DESCRIPTION (provided by applicant): Trypanosoma brucei gambiense and T. b. rhodesiense are pathogens responsible for human African trypanosomiasis (HAT or sleeping sickness). Death from HAT is inevitable if untreated. Recently, HAT has reached epidemic proportions with over 40,000 people dying every year in Africa. While resistance to the limited drug therapies may be a factor, in the rural areas where patients are typically seen, failure to microscopically observe trypanosomes in blood smears and/or CSF in the critical early stages of the disease is probably the single most important factor in failed treatment. While early detection of HAT using PCR-based methods is possible, the use of often non- affordable "thermal cyclers" that may work erratically at high ambient temperatures, humidity and/or dusty environments, negates PCR as a practical diagnostic method in HAT endemic areas. We propose a recent technology that we believe will be important for the detection of parasite infections, particularly in the field setting. It is an alternative to PCR called loop-mediated isothermal amplification (LAMP). This reaction amplifies DNA with high specificity, efficiency and speed under isothermal conditions and allows for easy visual positive identification of the target DNA. We have developed LAMP for the detection HAT caused by T. b. gambiense and T. b. rhodesiense. We propose that LAMP will provide an easier, potentially more specific, alternative to PCR and other detection methods for use in the field. In this application we propose to validate the potential of LAMP-based tests for the clinical diagnosis of HAT in Angola with an emphasis on Stage 2 HAT. Success in the completion of the Specific Aims of this proposal will provide novel diagnostic tests for the early detection of HAT applicable in African health care centers and in the field. African sleeping sickness, caused by African trypanosomes (a protozoan parasite), kills over 40,000 people each year in Africa. This is because good tests for diagnosis and staging of sleeping sickness in rural areas do not exist. We want to develop a new and easy test for early diagnosis of this deadly disease.
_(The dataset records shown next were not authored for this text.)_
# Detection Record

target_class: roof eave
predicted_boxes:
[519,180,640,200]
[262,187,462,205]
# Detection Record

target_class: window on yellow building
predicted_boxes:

性状（由申请方提供）：冈比亚布氏锥虫和T. B.罗得西亚锥虫是导致人类非洲锥虫病（HAT或昏睡病）的病原体。如果不治疗，HAT的死亡是不可避免的。最近，艾滋病毒/艾滋病已达到流行病的程度，非洲每年有4万多人死亡。虽然对有限药物治疗的耐药性可能是一个因素，但在患者通常可见的农村地区，在疾病的关键早期阶段未能在显微镜下观察到血涂片和/或CSF中的锥虫可能是治疗失败的最重要因素。虽然使用基于PCR的方法早期检测HAT是可能的，但是使用通常不可负担得起的“热循环仪”（其可能在高环境温度、湿度和/或多尘环境下不稳定地工作）否定了PCR作为HAT流行地区的实用诊断方法。我们提出了一种新的技术，我们认为这将是重要的寄生虫感染的检测，特别是在现场设置。环介导等温扩增（LAMP）是PCR的一种替代方法。该反应在等温条件下以高特异性、高效率和高速度扩增DNA，并允许容易地目视阳性鉴定靶DNA。我们建立了LAMP检测T. B. gambiense和T. B.罗得西亚语我们建议，LAMP将提供一个更容易，潜在的更具体的，替代PCR和其他检测方法在现场使用。在本申请中，我们建议验证基于LAMP的检测用于安哥拉HAT临床诊断的潜力，重点是2期HAT。成功完成本提案的具体目标将为非洲卫生保健中心和该领域适用的HAT早期检测提供新的诊断测试。由非洲锥虫（一种原生动物寄生虫）引起的非洲昏睡病每年在非洲造成4万多人死亡。这是因为在农村地区不存在诊断和分期昏睡病的良好测试。我们希望开发一种新的、简单的测试方法来早期诊断这种致命的疾病。